Clarifying the argument
Thomas Aquinas once wrote, “NOW if God is eternal, it follows of necessity that He is not in potentiality” (Sum. Cont. Gent. 1.16). He continued, “For everything in whose substance there is an admixture of potentiality, is possibly non-existent as regards whatever it has of potentiality, for that which may possibly be may possibly not be. Now God in Himself cannot not be, since He is eternal. Therefore in God there is no potentiality to be” (Sum. Cont. Gent. 1.16).
If legos potentially can become a house or a boat, they can be either become one thing then another thing. They have the “admixture of potentiality.” They can possibly exist one way that is possible or not.
But God doesn’t work that way. With God, “there is no variation or shadow due to change” (James 1:17). Hence, we can know for certain that God always shares of his goodness: “Every good gift and every perfect gift is from above, coming down from the Father of lights” (James 1:17).
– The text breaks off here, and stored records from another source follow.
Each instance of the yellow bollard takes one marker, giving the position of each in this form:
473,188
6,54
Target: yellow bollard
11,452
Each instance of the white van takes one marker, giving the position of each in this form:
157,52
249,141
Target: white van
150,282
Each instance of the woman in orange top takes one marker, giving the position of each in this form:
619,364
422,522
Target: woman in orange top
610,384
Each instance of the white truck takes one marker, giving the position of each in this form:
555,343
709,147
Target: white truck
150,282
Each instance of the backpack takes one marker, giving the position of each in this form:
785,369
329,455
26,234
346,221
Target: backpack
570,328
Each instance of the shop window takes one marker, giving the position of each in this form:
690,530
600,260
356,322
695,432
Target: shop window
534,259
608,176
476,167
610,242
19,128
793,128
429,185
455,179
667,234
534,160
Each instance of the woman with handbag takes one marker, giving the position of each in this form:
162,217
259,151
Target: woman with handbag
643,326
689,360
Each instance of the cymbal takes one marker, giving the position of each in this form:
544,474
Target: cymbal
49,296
Apart from God’s pure actuality, we would not be able to affirm this reality.
If God unchangeably shares his goodness with us, his promises, his declaration of forgiveness, then he needs to be pure act. He must not change, move, or age. If we truly confess, “Of his own will he brought us forth by the word of truth, that we should be a kind of firstfruits of his creatures” (James 1:18), then we can only have assurance of this truth because his will unchangeably wills us to be his by the Word of truth.
Put more formally, the unchangeable God willed the Love of God to make us the first fruits of the new creation by the Word of God. The Father of Lights who begot the Light from all-time sent his unchangeable Love to us. Said simply, the Father sent the Son (Light) to save us by the Spirit (Love).
Conclusion
If God remains eternally changeless and timeless, then God is pure act. And this is the best news that we could receive. God’s promise to save us and deliver us from the wrath to come surely will come true since: “Jesus Christ [is] the same yesterday, and today, and forever” (Heb 13:8).